Why We Exist
The mornings are always the best part of my days. That’s when I go and visit each of our residents. There are times when residents will be sound asleep, or in the tub room, soaking in a warm bath with calm, relaxing music playing on the stereo in the background. But the times I enjoy the most are when I am invited to share in the stories of a resident’s life and learn more about them and their journey at Agapé Hospice.
I will never forget the morning I first met John. When I walked into his room, he greeted me with a smile that was so welcoming and kind. In that moment it was hard to believe he was nearing the end of his life. John shared with me about the difficult decision to come to Agapé. Being a strong, independent and, at times, “stubborn” man, having to rely on others for care was a foreign concept. But, he quickly reassured me that his anxiety and hesitation were already put to rest. In the two days following his arrival, John felt like he was “truly home.” John delighted in the home cooked meals, especially the desserts, and the attentiveness of every individual who came to see him. His family had peace of mind knowing he was well taken care of and he felt so at home and at peace.

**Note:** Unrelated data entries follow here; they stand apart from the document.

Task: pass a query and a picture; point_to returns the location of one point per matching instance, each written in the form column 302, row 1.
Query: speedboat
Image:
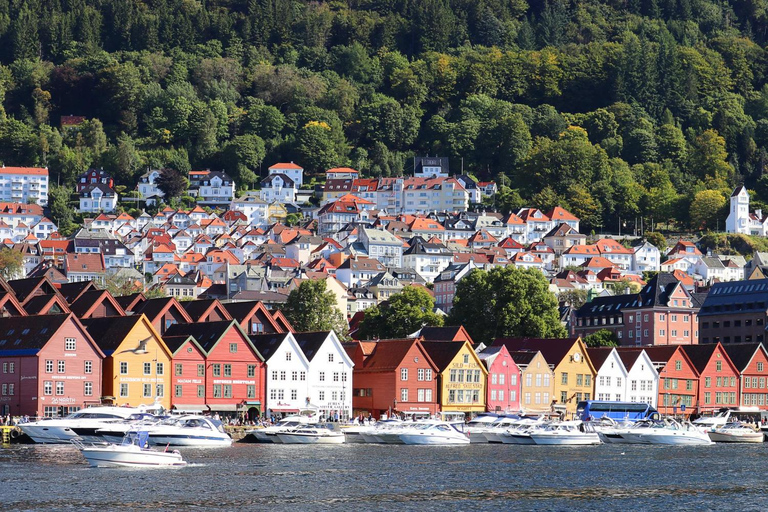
column 311, row 434
column 189, row 430
column 83, row 424
column 269, row 434
column 570, row 433
column 434, row 433
column 735, row 433
column 134, row 451
column 668, row 432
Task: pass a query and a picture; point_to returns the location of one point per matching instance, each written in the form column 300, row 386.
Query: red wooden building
column 503, row 389
column 188, row 379
column 718, row 377
column 751, row 359
column 396, row 375
column 234, row 369
column 678, row 380
column 50, row 366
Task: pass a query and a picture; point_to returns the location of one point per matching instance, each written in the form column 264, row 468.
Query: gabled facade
column 396, row 376
column 234, row 369
column 573, row 370
column 503, row 387
column 287, row 385
column 137, row 363
column 330, row 373
column 50, row 366
column 462, row 376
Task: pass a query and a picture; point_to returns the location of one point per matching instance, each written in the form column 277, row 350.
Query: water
column 380, row 477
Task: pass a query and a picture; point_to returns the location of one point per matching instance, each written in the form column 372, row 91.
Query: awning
column 222, row 407
column 189, row 407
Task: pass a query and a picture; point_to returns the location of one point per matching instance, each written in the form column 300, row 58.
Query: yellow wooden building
column 462, row 377
column 137, row 368
column 537, row 381
column 574, row 374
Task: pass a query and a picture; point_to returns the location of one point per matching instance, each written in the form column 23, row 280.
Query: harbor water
column 386, row 477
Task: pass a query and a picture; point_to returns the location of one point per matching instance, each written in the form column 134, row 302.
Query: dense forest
column 613, row 108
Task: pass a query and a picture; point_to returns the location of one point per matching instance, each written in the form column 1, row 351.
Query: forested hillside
column 610, row 108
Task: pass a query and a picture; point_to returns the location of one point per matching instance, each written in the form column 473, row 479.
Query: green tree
column 11, row 264
column 61, row 211
column 403, row 314
column 312, row 307
column 601, row 338
column 706, row 209
column 506, row 302
column 171, row 182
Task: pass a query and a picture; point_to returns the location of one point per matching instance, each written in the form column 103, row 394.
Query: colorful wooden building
column 503, row 387
column 396, row 376
column 137, row 364
column 50, row 366
column 574, row 372
column 234, row 369
column 462, row 377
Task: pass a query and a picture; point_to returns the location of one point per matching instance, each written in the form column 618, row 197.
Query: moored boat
column 735, row 433
column 311, row 434
column 134, row 451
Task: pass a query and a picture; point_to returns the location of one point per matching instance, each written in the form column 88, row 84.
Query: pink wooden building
column 503, row 390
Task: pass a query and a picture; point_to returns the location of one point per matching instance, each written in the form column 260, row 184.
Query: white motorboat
column 571, row 433
column 83, row 424
column 434, row 433
column 311, row 434
column 269, row 434
column 134, row 451
column 735, row 433
column 668, row 432
column 189, row 430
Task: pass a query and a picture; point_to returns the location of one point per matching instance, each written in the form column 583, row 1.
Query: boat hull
column 311, row 439
column 720, row 437
column 109, row 457
column 422, row 439
column 567, row 440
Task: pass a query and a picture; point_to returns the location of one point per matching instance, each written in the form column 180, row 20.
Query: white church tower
column 738, row 217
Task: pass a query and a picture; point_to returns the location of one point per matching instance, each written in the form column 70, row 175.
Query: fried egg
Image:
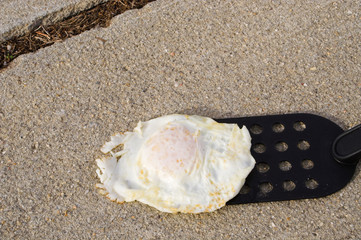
column 177, row 163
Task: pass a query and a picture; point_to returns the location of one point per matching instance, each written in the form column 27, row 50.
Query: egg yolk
column 172, row 151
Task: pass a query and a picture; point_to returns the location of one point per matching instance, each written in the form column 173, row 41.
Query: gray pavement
column 19, row 16
column 213, row 58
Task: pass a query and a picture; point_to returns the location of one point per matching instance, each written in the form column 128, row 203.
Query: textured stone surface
column 18, row 16
column 214, row 58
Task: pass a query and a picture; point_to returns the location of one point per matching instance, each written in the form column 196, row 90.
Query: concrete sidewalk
column 213, row 58
column 19, row 16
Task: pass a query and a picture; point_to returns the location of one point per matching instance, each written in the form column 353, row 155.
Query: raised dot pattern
column 284, row 165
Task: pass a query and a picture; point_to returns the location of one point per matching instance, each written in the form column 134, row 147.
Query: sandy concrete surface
column 213, row 58
column 19, row 16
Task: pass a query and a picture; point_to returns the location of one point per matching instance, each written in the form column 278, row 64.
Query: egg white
column 177, row 163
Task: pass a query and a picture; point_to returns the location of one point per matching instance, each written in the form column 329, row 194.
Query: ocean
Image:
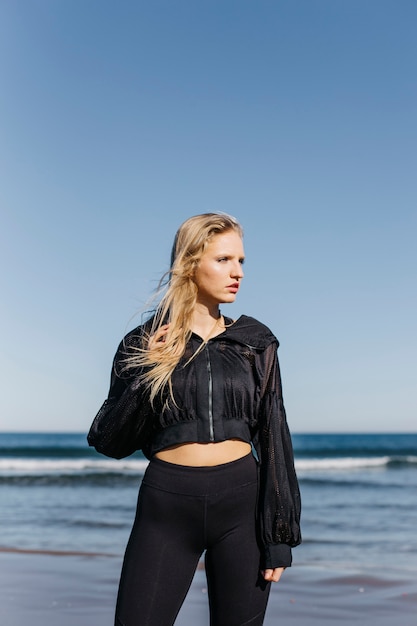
column 359, row 495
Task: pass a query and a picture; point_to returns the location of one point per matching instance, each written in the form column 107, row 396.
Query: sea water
column 359, row 496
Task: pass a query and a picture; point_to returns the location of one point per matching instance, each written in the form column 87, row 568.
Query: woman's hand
column 157, row 340
column 272, row 575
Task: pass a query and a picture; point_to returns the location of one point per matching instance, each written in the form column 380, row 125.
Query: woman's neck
column 207, row 322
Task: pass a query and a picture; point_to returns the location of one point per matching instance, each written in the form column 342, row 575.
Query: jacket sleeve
column 279, row 502
column 123, row 422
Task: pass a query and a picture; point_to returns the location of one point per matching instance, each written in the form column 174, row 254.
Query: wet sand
column 80, row 590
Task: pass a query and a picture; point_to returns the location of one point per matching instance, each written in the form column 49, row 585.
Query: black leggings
column 182, row 512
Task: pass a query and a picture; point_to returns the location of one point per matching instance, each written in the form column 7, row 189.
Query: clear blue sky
column 120, row 119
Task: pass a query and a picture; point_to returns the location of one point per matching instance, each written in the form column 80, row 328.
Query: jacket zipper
column 210, row 390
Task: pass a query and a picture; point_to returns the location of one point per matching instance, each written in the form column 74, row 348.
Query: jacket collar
column 248, row 331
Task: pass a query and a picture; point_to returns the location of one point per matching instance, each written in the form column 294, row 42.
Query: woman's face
column 219, row 272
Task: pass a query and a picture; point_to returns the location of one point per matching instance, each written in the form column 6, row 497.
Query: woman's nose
column 237, row 271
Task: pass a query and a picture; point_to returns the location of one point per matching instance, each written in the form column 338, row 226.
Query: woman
column 209, row 389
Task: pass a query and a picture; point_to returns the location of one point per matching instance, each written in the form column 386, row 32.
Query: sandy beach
column 79, row 590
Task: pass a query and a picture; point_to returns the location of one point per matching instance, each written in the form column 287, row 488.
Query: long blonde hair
column 177, row 304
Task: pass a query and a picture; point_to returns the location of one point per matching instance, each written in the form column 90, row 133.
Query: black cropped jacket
column 231, row 389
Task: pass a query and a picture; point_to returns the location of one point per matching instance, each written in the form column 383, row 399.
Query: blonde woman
column 221, row 477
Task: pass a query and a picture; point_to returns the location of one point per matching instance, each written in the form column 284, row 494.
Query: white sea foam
column 345, row 463
column 68, row 466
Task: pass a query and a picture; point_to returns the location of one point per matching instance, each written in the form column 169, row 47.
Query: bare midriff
column 205, row 454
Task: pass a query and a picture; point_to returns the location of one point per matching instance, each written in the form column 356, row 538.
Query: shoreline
column 71, row 588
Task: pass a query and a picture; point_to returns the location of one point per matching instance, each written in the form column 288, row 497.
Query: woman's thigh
column 238, row 594
column 160, row 560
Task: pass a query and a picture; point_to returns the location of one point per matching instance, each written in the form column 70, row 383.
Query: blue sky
column 119, row 120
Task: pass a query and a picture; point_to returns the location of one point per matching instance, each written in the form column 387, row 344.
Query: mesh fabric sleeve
column 279, row 498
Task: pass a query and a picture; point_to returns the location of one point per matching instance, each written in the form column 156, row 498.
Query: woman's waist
column 194, row 454
column 229, row 440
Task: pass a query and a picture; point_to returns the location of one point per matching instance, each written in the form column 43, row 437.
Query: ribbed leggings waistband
column 200, row 481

It wasn’t long into his stay that John reconfigured his room to include a “reception area.” Our rooms on average are the same size as a junior office in a 10 storey building, not super large, so creating a “reception area” was no easy feat. But being able to transform his hospice room into his “home” complete with his favourite chair, a crème coloured worn leather recliner, and matching ottoman, was something that brought joy to all of us working that day. He was able to maneuver his TV into one corner of the room, his dresser into another corner, and his hospital bed was pushed against a wall which faced opposite to an east window that would brightly shine and fill the room with warmth on sunny days. The maneuvering worked out like a game of Tetris and as you opened the door to his room, you were greeted by a perfect little sitting area, with room for a bedside table, a folding chair, and of course his favourite recliner. Our morning ritual always began with John asking me to take a seat in his reception area. John would sit at the end of the bed, and I in his favorite chair brought from home. Our conversations were so varied: books, sports, the playful squirrels in the garden, and yet they always ended in the same way. John would grab a hold of my hand, look me in the eye and say, “Thank you, to all of you, for all you do, this is such a wonderful place.”
The morning before John died I went into his room to find his daughter keeping vigil in the infamous reception chair. I knew this was likely the last time I would be in John’s sacred reception space. Being minimally responsive, I was not sure whether John would know I was in the room. To my surprise he squeezed my hand as he did during our morning visits. In that moment, I had no words to express the gratitude that I felt and the privilege of knowing this man, even for only a short time.
I have many of these encounters…I feel blessed to be in a place where the people that we love and serve also fill our hearts and spirit.